One of the hardest things to write in music journalism is an obituary with a sense of decency. Technology allows each and everyone to grieve publicly, and more often than not, artists that seemed currently irrelevant or half-forgotten, find themselves confronted with an exponentiated discipleship. Whatever the case with the late Anthony Wayne Moore, alias Romanthony, his idiosyncratic contribution to house music is incontestable.

Apparently a resident of Eatontown, New Jersey (that's the mailing address on the labels of his own Black Male Records outfit, anyway), he remained a life-long mystery in a scene that loves to make and break over-hasty careers.

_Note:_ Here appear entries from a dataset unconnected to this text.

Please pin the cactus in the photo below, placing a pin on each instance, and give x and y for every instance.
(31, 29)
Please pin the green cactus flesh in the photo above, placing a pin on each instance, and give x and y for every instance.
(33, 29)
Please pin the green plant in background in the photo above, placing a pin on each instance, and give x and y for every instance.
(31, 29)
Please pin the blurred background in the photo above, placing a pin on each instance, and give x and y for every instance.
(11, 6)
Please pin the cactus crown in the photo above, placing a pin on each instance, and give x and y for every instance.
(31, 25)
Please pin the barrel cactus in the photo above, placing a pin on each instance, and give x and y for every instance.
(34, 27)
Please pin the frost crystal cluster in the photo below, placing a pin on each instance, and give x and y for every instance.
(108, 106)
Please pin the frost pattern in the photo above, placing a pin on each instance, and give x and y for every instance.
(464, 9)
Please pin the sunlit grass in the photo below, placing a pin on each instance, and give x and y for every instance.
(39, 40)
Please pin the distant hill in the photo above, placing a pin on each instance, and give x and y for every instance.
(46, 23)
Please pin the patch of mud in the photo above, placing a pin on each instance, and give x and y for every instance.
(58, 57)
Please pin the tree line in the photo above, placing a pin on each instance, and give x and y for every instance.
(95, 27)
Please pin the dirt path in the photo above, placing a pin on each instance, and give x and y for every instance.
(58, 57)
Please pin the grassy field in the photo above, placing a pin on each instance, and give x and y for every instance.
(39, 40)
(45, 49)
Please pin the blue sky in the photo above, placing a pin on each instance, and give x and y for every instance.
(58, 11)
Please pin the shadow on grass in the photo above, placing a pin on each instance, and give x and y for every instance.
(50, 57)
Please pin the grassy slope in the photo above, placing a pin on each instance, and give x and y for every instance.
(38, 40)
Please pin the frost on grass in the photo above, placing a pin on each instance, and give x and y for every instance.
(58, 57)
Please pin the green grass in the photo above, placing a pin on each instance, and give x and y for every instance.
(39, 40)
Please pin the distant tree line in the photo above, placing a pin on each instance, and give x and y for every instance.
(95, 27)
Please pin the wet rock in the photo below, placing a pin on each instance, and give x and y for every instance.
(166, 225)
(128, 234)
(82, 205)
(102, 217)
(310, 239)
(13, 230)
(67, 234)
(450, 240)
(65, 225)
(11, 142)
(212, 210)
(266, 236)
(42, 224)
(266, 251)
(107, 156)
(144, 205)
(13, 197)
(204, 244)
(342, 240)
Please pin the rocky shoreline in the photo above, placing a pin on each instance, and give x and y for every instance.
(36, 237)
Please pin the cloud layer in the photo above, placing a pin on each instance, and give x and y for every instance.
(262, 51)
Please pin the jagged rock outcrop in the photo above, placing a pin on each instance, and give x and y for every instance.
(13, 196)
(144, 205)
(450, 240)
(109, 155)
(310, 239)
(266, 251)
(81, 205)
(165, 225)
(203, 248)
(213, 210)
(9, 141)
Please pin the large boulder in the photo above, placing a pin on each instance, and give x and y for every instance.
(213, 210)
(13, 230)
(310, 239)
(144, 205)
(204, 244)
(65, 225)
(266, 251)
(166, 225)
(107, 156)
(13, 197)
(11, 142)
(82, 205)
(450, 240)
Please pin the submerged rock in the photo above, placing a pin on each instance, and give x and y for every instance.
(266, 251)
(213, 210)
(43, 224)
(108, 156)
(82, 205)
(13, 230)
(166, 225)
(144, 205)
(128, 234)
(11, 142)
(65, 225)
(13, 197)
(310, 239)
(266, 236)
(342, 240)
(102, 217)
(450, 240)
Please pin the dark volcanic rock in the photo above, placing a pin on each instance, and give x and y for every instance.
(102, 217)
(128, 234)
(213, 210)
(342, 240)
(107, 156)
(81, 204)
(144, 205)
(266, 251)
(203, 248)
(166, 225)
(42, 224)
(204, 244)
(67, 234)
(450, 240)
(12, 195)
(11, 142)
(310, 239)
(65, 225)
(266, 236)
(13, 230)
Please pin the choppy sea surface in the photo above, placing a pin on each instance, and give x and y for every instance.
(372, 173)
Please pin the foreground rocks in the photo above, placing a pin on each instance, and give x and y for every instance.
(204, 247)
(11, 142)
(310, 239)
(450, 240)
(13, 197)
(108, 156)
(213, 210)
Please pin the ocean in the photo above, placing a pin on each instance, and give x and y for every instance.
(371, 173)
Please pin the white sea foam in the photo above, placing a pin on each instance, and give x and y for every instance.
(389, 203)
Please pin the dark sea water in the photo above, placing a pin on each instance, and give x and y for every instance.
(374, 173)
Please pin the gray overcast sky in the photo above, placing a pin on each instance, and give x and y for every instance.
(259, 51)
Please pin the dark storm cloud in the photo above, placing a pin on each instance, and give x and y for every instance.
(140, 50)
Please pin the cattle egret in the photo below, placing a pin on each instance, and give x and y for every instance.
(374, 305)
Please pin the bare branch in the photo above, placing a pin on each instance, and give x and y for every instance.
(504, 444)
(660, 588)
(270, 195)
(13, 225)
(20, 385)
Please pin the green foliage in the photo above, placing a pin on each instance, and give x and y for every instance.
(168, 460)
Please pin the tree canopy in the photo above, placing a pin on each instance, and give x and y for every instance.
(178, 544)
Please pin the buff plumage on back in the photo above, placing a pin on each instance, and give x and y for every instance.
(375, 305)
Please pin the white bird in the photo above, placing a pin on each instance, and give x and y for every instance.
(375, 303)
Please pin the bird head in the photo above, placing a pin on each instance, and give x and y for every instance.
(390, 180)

Rooted in the churchy style of Jersey, but blended with the secular blues, his uncanny ability to capture heartache and a poignancy that often ended in euphoria, Romanthony's career creatively blossomed and peaked in the early to mid-’90s.

Frightened, unaware or just calculating, interviews with the singer-producer were rare in his heyday and one of the few later revelations still left enough room for speculation. In a strange way, he managed to place Christian gospel next to Malcolm X or Louis Farrakhan, muezzin samples, self-help advice, party instructions and oddly named mixes (Gigolo Jazz, Soul Vamp, Tronic, Fusion, Schizo) – a Trojan Horse indeed. The icing on the cake was his Prince-like voice, which even fooled hardcore fans of The Purple One. (There were even rumours at one point that Romanthony was a moniker of the Minneapolis genius.)

That drew other labels to him like moths to the flame. Chez Damier and Ron Trent signed his timeless blues house goliath “The Wanderer” for their equally large Prescription label in 1994. London's Azuli records released a string of records with Romanthony that collected some of his best works from “Let Me Show You Love” to Tony Humphries' remix for “Fall from Grace,” its reimbursement in the form of an audio love letter called “In the Mix.” And there is of course the mesmerizing, weird and wonderful debut full-length, Romanworld, that remains one of the few coherent house albums ever made.

Despite all of this – and even with a major chart hit under his belt courtesy of two fanboys from Paris – Romanthony was a Prince-turned-king that faded into obscurity or retirement with random signs of (a producer's) life, which never quite met his self-imposed standards. All that is left for now is to remember the “Good Tymz.”